Pengaduan harus berasal dari suami, istri, orang tua, atau anak dari pihak yang terlibat dalam perbuatan tersebut. Tanpa adanya pengaduan resmi dari pihak-pihak terkait, tindakan tidak dapat diproses oleh aparat penegak hukum. Aturan ini jelas menghalangi umat untuk berpartisipasi melakukan perbaikan jika ada kesalahan, karena ketika masyarakat melakukan penggerebekan, berdasarkan hukum negeri ini, mereka malah bisa dituntut melakukan tindakan tidak menyenangkan atau mengganggu ketertiban.
Demikian pula dengan aturan global seperti Hak Asasi Manusia (HAM), atas nama perlindungan hak asasi oleh negara malah semakin membuat yang awalnya hitam menjadi abu-abu. Setiap tindakan yang mempertontonkan vulgar, erotis, ekploitasi tubuh perempuan maupun pria justru disebut seni dan kreasi. Media juga mempertontonkan konten kekerasan, yang bebas diakses baik oleh dewasa atau anak-anak, bahkan gim daring seperti Roblox yang akhir-akhir ini booming juga mengandung konten tak senonoh. Media tak lagi berfungsi edukasi, melainkan tuntutan berbuat tak manusiawi.

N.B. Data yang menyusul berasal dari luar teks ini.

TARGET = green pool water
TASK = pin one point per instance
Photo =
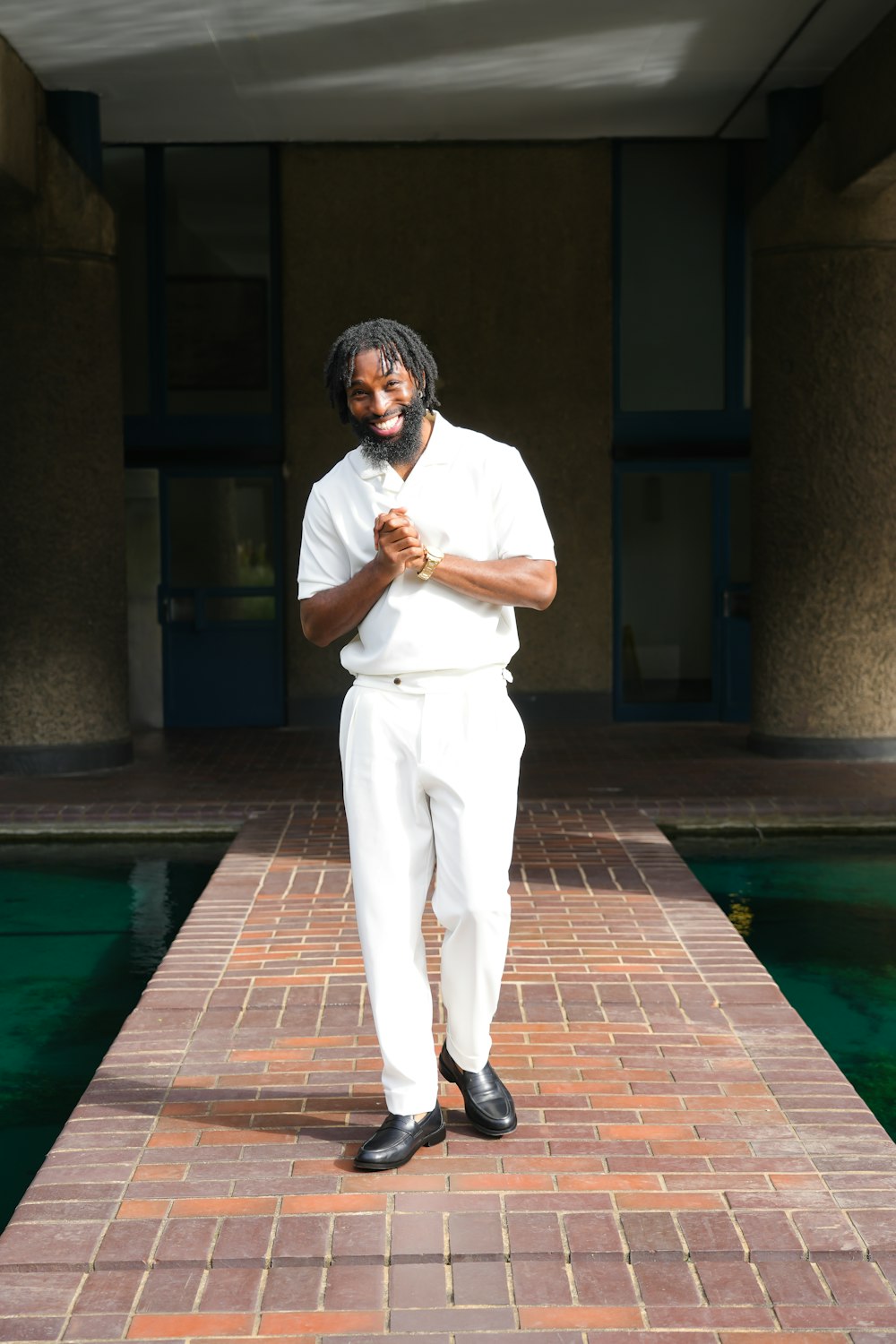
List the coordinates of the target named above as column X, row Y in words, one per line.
column 821, row 917
column 82, row 927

Pendidikan berbasis sekuler juga sangat berpengaruh besar, tajuk kurikulum merdeka sejatinya mengandung konotasi bebas tanpa batas. Tak arahan pasti atau baku, setiap informasi boleh diakses, minim filter dan pendampingan. Seringkali dikaitkan dengan pembentukan karakter Pancasila, yang kalau dikaji lebih dalam sama-sama tak bisa menghasilkan output berkepribadian mandiri, cerdas dan bertakwa. Yang ada nilai literasi rendah, akademik seadanya malah banyak anak didik yang tak bisa baca tulis tapi urusan gaya hidup bebas paling juara. Bebas apapun, beragama, berperilaku hingga berpendapat. Bahkan ada sebuah band asal Korea Selatan yang menisbatkan zero gender alias tidak ingin dimasukkan ke dalam gender apapun, termasuk yang alami seperti pria atau wanita.

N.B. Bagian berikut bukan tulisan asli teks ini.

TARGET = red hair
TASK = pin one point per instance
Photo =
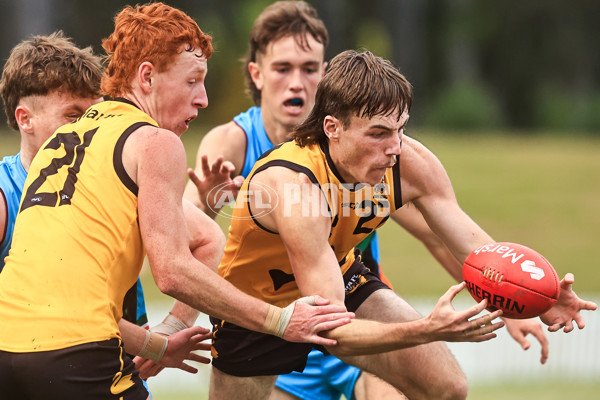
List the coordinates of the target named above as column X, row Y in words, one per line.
column 153, row 32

Ketika ada jamaah dakwah yang menyerukan amar makruf nahi mungkar dengan cara mengubah sistem berbagai tuduhan terlontar, salah satunya radikal. Lantas siapa yang menjamin akan muncul perubahan jika umat terus dininabobokkan dengan ketidak pedulian dan kebodohan atas agama mereka sendiri?

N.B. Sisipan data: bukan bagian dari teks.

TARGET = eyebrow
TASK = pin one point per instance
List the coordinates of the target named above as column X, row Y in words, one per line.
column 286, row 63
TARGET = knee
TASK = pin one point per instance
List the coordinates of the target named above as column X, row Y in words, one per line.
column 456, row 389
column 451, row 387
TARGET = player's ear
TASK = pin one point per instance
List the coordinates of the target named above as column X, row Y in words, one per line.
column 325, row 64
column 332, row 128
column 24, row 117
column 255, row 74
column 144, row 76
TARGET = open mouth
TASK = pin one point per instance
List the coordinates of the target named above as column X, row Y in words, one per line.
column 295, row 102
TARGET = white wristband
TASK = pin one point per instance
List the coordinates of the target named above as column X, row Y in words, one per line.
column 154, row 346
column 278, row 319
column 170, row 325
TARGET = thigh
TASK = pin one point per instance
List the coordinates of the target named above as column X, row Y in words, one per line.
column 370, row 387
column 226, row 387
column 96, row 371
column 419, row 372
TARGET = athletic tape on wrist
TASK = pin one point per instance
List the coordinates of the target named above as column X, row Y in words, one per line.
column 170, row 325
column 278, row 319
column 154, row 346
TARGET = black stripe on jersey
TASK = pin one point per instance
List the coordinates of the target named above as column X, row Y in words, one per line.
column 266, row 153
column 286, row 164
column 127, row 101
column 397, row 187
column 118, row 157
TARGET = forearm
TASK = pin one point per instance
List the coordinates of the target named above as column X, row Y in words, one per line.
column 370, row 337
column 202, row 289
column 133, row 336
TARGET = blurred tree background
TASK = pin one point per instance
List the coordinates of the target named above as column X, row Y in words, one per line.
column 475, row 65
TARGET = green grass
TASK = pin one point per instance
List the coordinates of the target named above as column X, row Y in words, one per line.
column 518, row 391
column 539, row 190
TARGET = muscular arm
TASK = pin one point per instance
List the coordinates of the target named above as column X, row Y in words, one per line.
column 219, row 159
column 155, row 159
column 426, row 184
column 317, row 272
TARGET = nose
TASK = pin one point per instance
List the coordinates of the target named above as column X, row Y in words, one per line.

Akibatnya sangat mengerikan, generasi muda mulai mengalami pergeseran pandangan terhadap relasi dan pernikahan. Pernikahan dianggap sebagai institusi normatif dengan regulasi yang kompleks. Di sisi lain, mereka melihat kohabitasi sebagai hubungan yang murni, refleksi dari cinta dan daya tarik mutualisme (theconversation.com, 22-2-2024).